Student Feedback at UAL
University of the Arts London is committed to working in partnership with students to improve the quality of our courses to ensure that you have the best possible experience.
Your feedback is crucial in helping us to improve your course, both while you are studying with us and for future students. There are a number of ways in which you can give us your feedback.
Give feedback on your course units via a short online survey, helping us to make positive changes while you are studying with us.
Give us your feedback through your student representatives, surveys or attending committees.
Student Reps attend college and university committees, where they can make sure your ideas and feedback reach the people who can bring about change.
Find out how students can be involved in improving the quality of the University's courses.
The National Student Survey gives final year undergraduates the chance to tell us about their experiences of studying at UAL.
The PTES gives taught postgraduate students the chance to tell us about their experiences of studying at UAL.
Tips for giving useful feedback
The more constructive and useful your feedback is, the easier it is for the University to make improvements to your experience.

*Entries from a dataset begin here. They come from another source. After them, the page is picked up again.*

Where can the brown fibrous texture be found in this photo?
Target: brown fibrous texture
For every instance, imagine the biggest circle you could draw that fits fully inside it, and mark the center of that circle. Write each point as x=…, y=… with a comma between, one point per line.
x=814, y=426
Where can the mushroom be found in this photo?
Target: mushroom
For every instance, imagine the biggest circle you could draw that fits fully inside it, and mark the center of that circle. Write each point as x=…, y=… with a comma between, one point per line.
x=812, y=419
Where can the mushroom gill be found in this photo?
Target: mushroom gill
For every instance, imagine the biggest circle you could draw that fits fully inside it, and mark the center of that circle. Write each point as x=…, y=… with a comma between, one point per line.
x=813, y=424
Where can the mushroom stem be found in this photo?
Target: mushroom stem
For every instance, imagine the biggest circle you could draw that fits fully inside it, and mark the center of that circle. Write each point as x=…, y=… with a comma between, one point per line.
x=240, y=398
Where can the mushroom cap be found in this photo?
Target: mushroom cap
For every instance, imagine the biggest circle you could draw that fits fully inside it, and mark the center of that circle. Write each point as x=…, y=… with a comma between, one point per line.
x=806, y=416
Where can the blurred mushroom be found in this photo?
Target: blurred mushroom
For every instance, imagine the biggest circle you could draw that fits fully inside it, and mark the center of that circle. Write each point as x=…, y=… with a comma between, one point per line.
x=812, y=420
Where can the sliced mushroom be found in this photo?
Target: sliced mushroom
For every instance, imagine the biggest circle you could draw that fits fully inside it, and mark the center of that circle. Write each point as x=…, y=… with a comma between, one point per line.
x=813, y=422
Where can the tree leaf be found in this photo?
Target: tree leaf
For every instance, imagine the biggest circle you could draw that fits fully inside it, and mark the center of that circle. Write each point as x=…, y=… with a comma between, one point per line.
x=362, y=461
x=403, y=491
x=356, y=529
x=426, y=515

How can you make sure that your feedback is as constructive and useful as possible?
Avoid making vague comments like ‘the unit was good’, or ‘the seminar was rubbish’. This doesn’t tell the person reading your comments what makes you think this. Instead, explain what you felt was positive or negative. For example you might say:
‘I found the workshops really interesting, but the set reading was very challenging and it would have been good to discuss it more in class.’
Try to avoid comments that are unrealistic, like ‘the assessment should be scrapped’. Assessments are an essential way of measuring what you have learned, and helping you to improve your work in the future.
Instead, explain why you think there were problems with the assessment. For example you might say:
‘The brief wasn’t very clear so I wasted time at the beginning trying to work out what I needed to do.’
Focus on the issue, not the person
Avoid writing anything offensive or personal – your course leader will personally read the comments that you leave so think about how you would feel if you received negative feedback. Please be as respectful and as constructive as you can.
Instead, give details about any problems in order to help your course team understand. For example, you might say:
‘The photography session was difficult to follow as there were so many different techniques to grasp in such a short time.’
If you think something didn’t work, don’t just criticise, explain how you think it could be avoided or improved. This will help your course team to put your suggestions into practice. For example, you might say:
‘It would be helpful to have the hand-outs for the lectures in advance so that we could get an idea of the topic before the session.’